Уолкер и другие исследователи продолжили изучение проблемы в этом направлении. Ла-Виолетт и Барнетт сформулировали основные положения беспомощности как психического состояния: (а) расстройство мотивационной сферы (пассивность), (б) расстройство интеллектуальной сферы (снижение способности к решению проблем), (в) эмоциональная травма (растущее чувство бессилия, некомпетентности, фрустрации и депрессии).
2.Чередования агрессии и не-агрессии. Цикл насилия по Уолкер. Леонора Уолкер концептуализировала также «цикл насилия». Этот цикл состоит из 3-х фаз: фаза аккумуляции или нарастания напряжения, фаза агрессии или разряд напряжения и фаза раскаяния, которая выражается в воспроизведении, со стороны агрессора, некоей фикции влюбленности, известной под названием «медового месяца».

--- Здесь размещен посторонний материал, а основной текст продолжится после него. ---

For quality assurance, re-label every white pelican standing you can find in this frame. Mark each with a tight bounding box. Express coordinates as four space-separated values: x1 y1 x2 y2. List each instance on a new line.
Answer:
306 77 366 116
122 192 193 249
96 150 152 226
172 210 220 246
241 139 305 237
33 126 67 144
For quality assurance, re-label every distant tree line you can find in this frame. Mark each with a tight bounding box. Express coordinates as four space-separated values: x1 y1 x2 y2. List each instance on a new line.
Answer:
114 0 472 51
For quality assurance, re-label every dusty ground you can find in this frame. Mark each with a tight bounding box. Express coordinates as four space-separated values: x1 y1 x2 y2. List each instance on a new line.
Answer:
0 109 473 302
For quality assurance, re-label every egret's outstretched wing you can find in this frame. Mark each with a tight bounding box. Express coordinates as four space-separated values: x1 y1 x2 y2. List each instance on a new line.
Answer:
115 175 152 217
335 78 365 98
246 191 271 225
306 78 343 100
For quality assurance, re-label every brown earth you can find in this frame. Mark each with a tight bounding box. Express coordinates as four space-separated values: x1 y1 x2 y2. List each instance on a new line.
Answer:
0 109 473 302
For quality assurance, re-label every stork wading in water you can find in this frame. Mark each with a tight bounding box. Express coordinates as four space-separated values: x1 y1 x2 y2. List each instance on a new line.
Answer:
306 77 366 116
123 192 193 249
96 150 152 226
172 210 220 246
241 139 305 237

Именно этот циклический характер насилия и служит средством создания травматической эмоциональной связи жертвы со своим агрессором: в фазе аккумуляции женщина находится в состоянии экстремальной психической гипер-настороженности (пытаясь избежать эпизода агрессии), сходной с состоянием людей, пытающихся выжить в ситуации удержания в заложниках или в результате природных катаклизмов; в фазе агрессии женщина находится в состоянии диссоциации, сопровождаемом неверием в то, что эпизод агрессии действительно имеет место (=что его не удалось избежать несмотря на все старания и предосторожности); диссоциация приводит к эмоциональному коллапсу, сопровождаемому отсутствием активности, депрессией, тревожностью, самообвинениями и чувством беспомощности; в фазе раскаяния, когда агрессор ведет себя прямо противоположно эпизоду насилия, происходит подкрепление идеального образ партнера и создание иллюзии, что своим достаточно хорошим и правильным поведением женщина сможет сделать постоянной ситуацию «медового месяца».

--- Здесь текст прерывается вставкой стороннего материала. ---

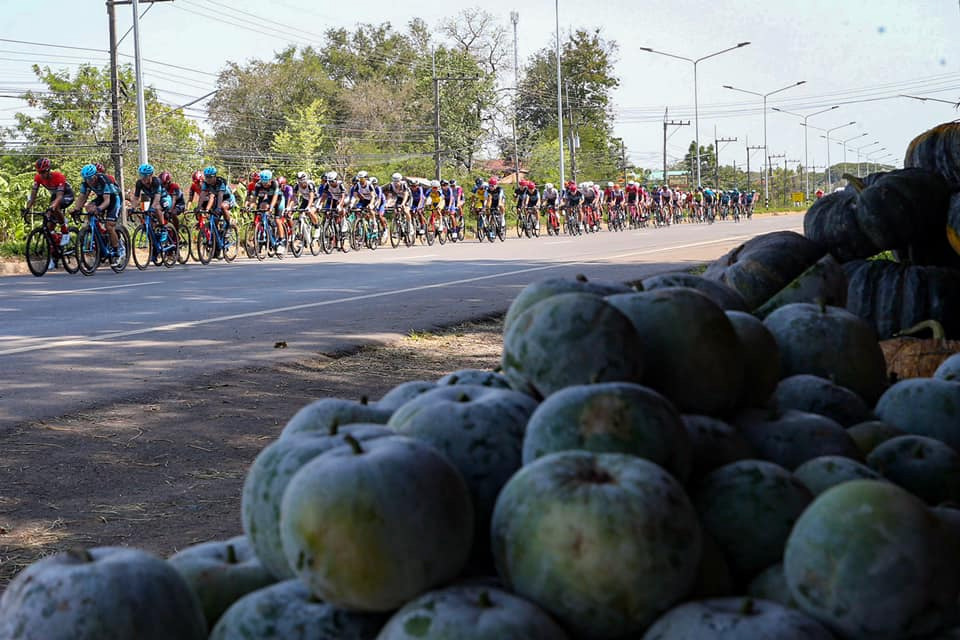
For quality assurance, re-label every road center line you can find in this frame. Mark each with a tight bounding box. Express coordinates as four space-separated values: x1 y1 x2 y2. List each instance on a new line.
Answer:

3. Теория травматической связи - Даттон и Пайнтер (traumatic bonding). Травматическая связь – это отношения, основанные на неравном распределении власти, в которых тот, кто находится у власти, попеременно преследует, бьет, угрожает, злоупотребляет и запугивает того, кто не имеет доступа к позициям власти, создавая тем самым у жертвы сильнейшую эмоциональную зависимость от агрессора. Примерами травматической связи являются отношения между женщиной – жертвой гендерного насилия и ее агрессором, между похитителем и заложником, между ребенком – жертвой абьюза и отцом, совершающим абьюз, между членом секты и ее лидером, между пленником и надсмотрщиком. Все эти ситуации имеют 2 общие черты: дисбаланс власти и прерывистый характер насилия (чередование ситуаций насилия и его отсутствия). На этих двух элементах формируется, посредством процесса неосознанной интернализации, когнитивная церебральная схема, способная к самовоспроизведению в любой момент (травматическая связь).

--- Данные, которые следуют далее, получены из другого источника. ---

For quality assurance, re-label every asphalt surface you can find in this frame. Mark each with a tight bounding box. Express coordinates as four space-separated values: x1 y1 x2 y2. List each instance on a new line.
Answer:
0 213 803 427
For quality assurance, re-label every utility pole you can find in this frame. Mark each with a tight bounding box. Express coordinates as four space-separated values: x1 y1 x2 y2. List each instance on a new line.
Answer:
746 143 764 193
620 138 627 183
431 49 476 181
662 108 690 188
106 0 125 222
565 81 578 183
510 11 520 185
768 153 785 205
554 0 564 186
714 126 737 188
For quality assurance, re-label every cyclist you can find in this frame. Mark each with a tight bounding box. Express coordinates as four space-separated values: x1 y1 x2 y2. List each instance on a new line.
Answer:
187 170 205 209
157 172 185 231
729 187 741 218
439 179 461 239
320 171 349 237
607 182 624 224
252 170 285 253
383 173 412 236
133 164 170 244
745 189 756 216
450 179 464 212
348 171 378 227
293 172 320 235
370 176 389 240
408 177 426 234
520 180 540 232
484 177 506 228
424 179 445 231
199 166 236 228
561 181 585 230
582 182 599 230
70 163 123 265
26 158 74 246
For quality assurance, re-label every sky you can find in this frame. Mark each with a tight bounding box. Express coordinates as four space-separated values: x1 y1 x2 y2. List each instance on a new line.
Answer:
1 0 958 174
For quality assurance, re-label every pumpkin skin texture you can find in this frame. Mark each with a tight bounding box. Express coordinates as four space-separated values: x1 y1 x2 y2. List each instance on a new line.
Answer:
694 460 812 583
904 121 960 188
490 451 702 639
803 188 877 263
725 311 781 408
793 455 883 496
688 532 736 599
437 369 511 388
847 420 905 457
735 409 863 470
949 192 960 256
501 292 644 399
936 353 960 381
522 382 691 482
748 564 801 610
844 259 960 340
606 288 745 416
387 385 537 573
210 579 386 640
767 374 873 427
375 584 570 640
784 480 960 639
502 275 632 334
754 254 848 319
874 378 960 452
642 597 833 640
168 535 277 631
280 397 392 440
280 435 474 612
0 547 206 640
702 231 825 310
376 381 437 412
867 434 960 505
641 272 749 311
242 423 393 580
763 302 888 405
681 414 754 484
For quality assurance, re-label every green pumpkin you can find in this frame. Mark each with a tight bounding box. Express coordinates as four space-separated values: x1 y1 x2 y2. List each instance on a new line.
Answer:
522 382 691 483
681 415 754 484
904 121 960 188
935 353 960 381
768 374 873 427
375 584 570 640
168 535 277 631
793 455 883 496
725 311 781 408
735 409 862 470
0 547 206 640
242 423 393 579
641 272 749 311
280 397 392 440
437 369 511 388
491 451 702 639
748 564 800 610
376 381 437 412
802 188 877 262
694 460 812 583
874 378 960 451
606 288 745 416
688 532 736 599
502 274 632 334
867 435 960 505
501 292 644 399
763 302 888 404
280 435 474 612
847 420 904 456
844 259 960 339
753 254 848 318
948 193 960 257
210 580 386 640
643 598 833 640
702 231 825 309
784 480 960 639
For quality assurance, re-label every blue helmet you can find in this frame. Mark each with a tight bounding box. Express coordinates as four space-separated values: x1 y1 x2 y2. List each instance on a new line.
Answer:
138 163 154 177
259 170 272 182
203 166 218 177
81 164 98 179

- Дисбаланс власти. В ситуации экстремального дисбаланса власти, в которой тот, кто удерживает власть, время от времени производит карательные вылазки, ментальная перспектива этого агрессора (мысли, суждения и т.д.) интернализуются подчиненным. По мере того, как дисбаланс власти увеличивается, человек, находящийся в состоянии подчинения, будет проявлять всё большее субъективное чувство зависимости от «могущественного» агрессора. В то же время, человек, аккумулирующий власть, будет приобретать идею собственного величия. Эту идею он сможет поддерживать только через отношения с «подчиненным» человеком, что приведет его к ситуации зависимости от этих отношений.
Фикция всемогущества может внезапно прерваться, когда «нечто» вмешивается в распределение «ролей» в отношениях. Когда «подчиненный» спасается бегством, «всемогущий» остается один на один со своей никчемностью. Примером резкой потери «власти» являют отчаянные попытки со стороны агрессора возобновить прерванные женщиной отношения, «вернуть ее в семью» с помощью «раскаяния» или угроз (или того и другого). Таким образом, интернализованное самообесценивание со стороны «подчиненного» вместе с постоянными усилиями со стороны «могущественного» по поддержанию собственного имиджа делают для жертвы особенно трудным выход из этой ситуации.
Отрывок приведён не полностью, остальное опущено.